本节我们将从三个维度测试集群的性能:
我们将把这三个测试的数据记录到以下表格:
| Benchmark | 优化前 | 优化后 | 
|---|---|---|
| Load time (lineorder) | 15m 23s | |
| Storage Use | ||
| LINEORDER | ||
| PART | ||
| CUSTOMER | ||
| DWDATE | ||
| SUPPLIER | ||
| Total storage | ||
| Query execution time | ||
| Query 1 | ||
| Query 2 | ||
| Query 3 | ||
| Total execution time | 
统计每张表占用了多少MB:
select stv_tbl_perm.name as table, count(*) as mb
from stv_blocklist, stv_tbl_perm
where stv_blocklist.tbl = stv_tbl_perm.id
and stv_blocklist.slice = stv_tbl_perm.slice
and stv_tbl_perm.name in ('lineorder','part','customer','dwdate','supplier')
group by stv_tbl_perm.name
order by 1 asc;
结果:

将结果记录到表格:
| Benchmark | 优化前 | 优化后 | 
|---|---|---|
| Load time (lineorder) | 15m 23s | |
| Storage Use(MB) | ||
| LINEORDER | 25136 | |
| PART | 88 | |
| CUSTOMER | 192 | |
| DWDATE | 40 | |
| SUPPLIER | 76 | |
| Total storage | ||
| Query execution time | ||
| Query 1 | ||
| Query 2 | ||
| Query 3 | ||
| Total execution time | 
在执行第一次SQL查询时,Redshift会进行编译,然后将编译好的命令发送到计算节点。所以,在记录SQL的执行时间时,不应该使用第一次的执行时间,要记录第二次的执行时间。
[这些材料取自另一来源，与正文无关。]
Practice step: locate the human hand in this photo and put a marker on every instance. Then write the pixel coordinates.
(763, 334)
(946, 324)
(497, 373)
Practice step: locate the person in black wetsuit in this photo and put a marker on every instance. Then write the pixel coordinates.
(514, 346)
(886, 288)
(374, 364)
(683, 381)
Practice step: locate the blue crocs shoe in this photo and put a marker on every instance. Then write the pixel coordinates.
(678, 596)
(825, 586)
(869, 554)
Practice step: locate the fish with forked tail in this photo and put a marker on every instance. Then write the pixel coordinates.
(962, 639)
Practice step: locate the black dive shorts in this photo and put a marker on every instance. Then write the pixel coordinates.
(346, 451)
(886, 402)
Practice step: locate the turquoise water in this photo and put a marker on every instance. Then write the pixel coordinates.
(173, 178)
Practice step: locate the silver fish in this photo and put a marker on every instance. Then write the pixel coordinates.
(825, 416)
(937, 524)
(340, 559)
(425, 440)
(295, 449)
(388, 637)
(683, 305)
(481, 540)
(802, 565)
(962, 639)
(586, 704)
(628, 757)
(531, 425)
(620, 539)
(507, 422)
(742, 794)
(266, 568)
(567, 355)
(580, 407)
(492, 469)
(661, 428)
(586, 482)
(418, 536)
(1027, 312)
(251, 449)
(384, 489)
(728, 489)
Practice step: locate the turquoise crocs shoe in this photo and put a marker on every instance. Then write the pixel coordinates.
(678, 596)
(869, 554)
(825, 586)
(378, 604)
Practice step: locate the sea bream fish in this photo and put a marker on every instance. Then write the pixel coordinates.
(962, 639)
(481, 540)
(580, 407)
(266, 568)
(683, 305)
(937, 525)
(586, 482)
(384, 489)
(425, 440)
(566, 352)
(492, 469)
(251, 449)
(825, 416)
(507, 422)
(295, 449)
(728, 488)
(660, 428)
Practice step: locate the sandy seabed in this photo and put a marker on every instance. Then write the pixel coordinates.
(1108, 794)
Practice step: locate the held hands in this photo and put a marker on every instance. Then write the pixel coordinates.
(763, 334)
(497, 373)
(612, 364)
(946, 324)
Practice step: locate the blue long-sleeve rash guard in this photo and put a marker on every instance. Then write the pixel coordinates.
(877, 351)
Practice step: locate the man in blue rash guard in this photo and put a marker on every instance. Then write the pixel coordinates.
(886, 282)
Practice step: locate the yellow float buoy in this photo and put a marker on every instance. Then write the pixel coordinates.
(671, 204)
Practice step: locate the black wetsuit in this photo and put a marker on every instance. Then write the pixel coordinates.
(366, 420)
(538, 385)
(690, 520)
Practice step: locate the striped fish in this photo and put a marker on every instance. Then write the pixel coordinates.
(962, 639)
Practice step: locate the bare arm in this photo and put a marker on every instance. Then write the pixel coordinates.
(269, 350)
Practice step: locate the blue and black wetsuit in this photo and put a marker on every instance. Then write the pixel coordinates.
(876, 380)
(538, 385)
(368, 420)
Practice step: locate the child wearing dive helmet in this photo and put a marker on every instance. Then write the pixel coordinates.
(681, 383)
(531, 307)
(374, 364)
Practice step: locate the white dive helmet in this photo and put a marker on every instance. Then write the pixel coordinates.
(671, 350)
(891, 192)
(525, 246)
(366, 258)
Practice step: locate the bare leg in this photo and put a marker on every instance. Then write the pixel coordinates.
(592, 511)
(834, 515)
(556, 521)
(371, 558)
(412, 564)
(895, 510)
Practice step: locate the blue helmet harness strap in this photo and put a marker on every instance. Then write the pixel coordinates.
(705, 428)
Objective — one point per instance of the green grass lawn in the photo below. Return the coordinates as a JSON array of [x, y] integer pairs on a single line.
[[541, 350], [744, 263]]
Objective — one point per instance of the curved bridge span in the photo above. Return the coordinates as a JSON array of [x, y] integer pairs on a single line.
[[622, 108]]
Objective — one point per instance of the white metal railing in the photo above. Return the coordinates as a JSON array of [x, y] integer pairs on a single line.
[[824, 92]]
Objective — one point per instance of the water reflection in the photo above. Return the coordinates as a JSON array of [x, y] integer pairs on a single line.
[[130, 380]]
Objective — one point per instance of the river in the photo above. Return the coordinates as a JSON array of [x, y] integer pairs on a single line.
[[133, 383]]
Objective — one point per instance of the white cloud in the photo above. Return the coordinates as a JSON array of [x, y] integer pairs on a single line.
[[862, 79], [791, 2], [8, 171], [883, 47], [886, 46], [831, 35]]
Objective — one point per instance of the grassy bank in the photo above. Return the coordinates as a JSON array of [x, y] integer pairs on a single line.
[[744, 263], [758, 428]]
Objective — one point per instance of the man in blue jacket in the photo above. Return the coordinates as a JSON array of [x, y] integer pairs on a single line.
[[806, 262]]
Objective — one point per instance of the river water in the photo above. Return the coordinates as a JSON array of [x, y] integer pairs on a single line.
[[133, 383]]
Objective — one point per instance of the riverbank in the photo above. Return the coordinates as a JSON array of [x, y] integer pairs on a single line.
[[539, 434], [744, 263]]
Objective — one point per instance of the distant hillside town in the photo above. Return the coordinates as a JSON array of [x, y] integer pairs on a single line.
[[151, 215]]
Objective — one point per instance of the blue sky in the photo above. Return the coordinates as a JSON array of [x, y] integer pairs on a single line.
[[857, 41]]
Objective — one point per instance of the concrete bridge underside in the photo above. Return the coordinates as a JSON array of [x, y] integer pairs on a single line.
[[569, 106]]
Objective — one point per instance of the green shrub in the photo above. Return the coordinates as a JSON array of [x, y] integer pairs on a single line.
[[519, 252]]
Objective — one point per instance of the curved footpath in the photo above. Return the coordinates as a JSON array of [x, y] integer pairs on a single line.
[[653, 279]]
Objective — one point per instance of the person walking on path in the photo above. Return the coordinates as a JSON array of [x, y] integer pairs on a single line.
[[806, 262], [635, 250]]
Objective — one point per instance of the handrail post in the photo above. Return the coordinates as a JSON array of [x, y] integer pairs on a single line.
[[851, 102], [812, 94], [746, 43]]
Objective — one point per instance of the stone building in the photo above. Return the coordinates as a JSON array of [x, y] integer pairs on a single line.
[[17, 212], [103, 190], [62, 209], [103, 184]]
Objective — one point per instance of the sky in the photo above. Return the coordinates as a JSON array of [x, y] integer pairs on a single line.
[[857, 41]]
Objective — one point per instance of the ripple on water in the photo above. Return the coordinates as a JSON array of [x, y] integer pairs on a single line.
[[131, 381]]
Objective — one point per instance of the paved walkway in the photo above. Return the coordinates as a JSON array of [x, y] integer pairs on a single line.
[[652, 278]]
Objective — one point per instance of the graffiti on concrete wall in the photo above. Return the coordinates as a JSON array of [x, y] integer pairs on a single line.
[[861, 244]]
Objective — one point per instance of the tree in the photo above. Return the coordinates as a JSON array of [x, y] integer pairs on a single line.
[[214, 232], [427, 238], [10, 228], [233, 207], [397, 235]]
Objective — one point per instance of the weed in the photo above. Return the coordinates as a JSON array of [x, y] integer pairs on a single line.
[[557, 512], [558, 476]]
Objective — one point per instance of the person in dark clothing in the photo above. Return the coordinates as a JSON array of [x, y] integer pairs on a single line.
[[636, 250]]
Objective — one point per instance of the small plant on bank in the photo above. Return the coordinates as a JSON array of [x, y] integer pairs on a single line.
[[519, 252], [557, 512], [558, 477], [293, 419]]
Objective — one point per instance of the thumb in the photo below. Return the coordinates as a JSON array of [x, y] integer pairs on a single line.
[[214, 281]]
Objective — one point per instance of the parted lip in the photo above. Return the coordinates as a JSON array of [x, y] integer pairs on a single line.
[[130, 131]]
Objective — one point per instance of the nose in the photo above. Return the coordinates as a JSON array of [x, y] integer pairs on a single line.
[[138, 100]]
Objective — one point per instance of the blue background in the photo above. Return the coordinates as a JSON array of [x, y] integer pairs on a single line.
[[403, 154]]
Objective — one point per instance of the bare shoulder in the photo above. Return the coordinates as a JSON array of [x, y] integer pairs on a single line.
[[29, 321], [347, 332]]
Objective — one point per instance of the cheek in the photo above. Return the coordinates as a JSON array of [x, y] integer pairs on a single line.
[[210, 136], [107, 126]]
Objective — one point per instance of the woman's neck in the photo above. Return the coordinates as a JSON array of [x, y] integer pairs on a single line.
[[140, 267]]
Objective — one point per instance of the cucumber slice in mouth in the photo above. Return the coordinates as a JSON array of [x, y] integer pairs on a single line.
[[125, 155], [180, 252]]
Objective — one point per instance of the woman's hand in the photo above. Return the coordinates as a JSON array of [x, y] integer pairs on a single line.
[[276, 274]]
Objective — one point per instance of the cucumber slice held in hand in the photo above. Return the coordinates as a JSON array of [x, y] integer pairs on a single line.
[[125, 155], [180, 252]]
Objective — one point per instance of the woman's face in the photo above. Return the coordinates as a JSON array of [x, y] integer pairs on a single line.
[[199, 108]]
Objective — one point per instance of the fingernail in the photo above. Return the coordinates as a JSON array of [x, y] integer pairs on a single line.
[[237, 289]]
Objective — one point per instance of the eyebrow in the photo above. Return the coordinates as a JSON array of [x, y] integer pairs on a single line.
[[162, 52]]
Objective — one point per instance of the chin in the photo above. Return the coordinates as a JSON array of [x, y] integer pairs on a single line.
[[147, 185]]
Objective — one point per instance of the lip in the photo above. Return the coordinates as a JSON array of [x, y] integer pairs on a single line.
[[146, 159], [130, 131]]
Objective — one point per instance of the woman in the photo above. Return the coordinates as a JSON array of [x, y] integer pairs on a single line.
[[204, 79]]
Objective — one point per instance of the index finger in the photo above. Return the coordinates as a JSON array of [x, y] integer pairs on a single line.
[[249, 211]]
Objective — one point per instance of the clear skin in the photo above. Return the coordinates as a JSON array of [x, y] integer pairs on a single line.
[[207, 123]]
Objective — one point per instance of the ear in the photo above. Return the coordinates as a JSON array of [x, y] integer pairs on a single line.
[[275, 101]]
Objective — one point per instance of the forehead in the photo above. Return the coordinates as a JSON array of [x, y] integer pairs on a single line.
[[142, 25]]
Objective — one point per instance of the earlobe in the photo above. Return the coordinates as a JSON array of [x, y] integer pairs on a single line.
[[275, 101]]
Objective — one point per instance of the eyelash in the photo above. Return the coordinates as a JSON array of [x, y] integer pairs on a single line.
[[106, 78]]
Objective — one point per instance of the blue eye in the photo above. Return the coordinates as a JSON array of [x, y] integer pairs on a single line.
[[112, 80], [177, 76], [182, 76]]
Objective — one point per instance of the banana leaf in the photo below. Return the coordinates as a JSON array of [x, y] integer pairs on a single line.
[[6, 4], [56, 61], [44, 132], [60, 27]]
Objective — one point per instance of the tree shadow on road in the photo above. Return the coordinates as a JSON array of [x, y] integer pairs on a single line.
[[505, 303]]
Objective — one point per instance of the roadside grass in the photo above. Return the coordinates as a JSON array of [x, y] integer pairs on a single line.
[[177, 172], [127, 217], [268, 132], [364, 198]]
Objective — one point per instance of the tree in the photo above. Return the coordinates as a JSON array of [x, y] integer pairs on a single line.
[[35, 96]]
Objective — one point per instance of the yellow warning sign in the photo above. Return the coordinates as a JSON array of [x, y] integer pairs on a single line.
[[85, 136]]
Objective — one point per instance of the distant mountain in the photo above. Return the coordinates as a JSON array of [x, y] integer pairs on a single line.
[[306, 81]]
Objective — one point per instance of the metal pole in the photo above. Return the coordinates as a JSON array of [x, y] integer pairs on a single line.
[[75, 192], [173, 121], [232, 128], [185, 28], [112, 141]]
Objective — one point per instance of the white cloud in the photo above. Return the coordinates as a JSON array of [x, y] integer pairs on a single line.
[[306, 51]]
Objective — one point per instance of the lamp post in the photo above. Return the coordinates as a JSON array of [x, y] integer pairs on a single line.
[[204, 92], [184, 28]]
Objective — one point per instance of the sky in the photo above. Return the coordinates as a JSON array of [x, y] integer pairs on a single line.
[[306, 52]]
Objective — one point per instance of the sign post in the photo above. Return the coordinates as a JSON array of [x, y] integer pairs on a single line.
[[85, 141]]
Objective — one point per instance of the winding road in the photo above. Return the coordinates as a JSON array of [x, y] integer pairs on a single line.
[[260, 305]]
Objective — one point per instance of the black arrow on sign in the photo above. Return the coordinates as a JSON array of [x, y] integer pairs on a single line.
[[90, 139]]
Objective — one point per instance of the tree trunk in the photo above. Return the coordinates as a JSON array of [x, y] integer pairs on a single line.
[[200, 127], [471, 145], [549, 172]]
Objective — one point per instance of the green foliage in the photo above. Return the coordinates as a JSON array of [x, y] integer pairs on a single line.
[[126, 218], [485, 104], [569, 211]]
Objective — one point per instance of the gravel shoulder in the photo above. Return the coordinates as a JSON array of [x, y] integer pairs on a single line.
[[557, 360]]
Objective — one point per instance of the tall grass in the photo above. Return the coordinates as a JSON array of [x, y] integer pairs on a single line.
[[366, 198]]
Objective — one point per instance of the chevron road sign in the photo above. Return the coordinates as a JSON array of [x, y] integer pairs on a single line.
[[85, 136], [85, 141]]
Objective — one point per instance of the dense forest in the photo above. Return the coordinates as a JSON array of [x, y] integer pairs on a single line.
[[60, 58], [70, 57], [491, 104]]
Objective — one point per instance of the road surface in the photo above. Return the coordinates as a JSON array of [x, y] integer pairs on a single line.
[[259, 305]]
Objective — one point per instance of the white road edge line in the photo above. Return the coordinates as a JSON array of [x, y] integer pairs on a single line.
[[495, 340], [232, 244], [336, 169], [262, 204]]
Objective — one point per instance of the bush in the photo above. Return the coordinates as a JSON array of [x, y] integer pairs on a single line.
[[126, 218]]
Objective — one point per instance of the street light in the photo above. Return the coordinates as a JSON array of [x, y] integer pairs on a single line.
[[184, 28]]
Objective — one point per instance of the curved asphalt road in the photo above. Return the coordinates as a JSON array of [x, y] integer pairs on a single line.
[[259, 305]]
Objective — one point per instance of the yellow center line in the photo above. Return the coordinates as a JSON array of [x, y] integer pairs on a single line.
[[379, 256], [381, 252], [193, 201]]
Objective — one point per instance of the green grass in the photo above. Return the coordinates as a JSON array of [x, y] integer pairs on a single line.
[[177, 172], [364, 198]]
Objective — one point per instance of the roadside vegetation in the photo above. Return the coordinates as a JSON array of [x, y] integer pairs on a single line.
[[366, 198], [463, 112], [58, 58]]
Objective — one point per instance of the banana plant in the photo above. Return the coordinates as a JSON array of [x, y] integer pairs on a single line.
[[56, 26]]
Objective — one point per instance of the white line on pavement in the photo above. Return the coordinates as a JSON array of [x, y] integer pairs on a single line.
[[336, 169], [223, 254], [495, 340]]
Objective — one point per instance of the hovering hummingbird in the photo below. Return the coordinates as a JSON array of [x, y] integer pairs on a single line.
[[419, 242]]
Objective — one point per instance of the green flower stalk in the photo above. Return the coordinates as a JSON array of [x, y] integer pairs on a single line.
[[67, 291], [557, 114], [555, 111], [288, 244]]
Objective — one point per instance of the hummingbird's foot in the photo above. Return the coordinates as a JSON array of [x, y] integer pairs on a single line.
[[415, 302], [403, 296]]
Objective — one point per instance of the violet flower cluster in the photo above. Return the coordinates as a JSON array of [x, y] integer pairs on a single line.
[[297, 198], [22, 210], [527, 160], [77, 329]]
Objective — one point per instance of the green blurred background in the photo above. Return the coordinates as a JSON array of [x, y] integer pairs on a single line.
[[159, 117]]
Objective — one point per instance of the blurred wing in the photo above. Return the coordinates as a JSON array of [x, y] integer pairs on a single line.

为了减少查询的执行时间,redshift会将结果缓存到leader node,第二次执行相同的查询会命中缓存(前面介绍过这个特性)
所以要将先缓存禁掉:
set enable_result_cache_for_session to off;
执行下面三条命令:
-- Query 1
-- Restrictions on only one dimension. 
select sum(lo_extendedprice*lo_discount) as revenue
from lineorder, dwdate
where lo_orderdate = d_datekey
and d_year = 1997 
and lo_discount between 1 and 3 
and lo_quantity < 24;
-- Query 2
-- Restrictions on two dimensions 
select sum(lo_revenue), d_year, p_brand1
from lineorder, dwdate, part, supplier
where lo_orderdate = d_datekey
and lo_partkey = p_partkey
and lo_suppkey = s_suppkey
and p_category = 'MFGR#12'
and s_region = 'AMERICA'
group by d_year, p_brand1
order by d_year, p_brand1;
-- Query 3
-- Drill down in time to just one month 
select c_city, s_city, d_year, sum(lo_revenue) as revenue 
from customer, lineorder, supplier, dwdate
where lo_custkey = c_custkey
and lo_suppkey = s_suppkey
and lo_orderdate = d_datekey
and (c_city='UNITED KI1' or
c_city='UNITED KI5')
and (s_city='UNITED KI1' or
s_city='UNITED KI5')
and d_yearmonth = 'Dec1997'
group by c_city, s_city, d_year
order by d_year asc, revenue desc;
分别记录它们的查询时间:
| Benchmark | 优化前 | 优化后 | 
|---|---|---|
| Load time (lineorder) | 15m 23s | |
| Storage Use(MB) | ||
| LINEORDER | 25136 | |
| PART | 88 | |
| CUSTOMER | 192 | |
| DWDATE | 40 | |
| SUPPLIER | 76 | |
| Total storage | 25532 | |
| Query execution time(ms) | ||
| Query 1 | 1850 | |
| Query 2 | 4642 | |
| Query 3 | 2891 | |
| Total execution time | 9283 |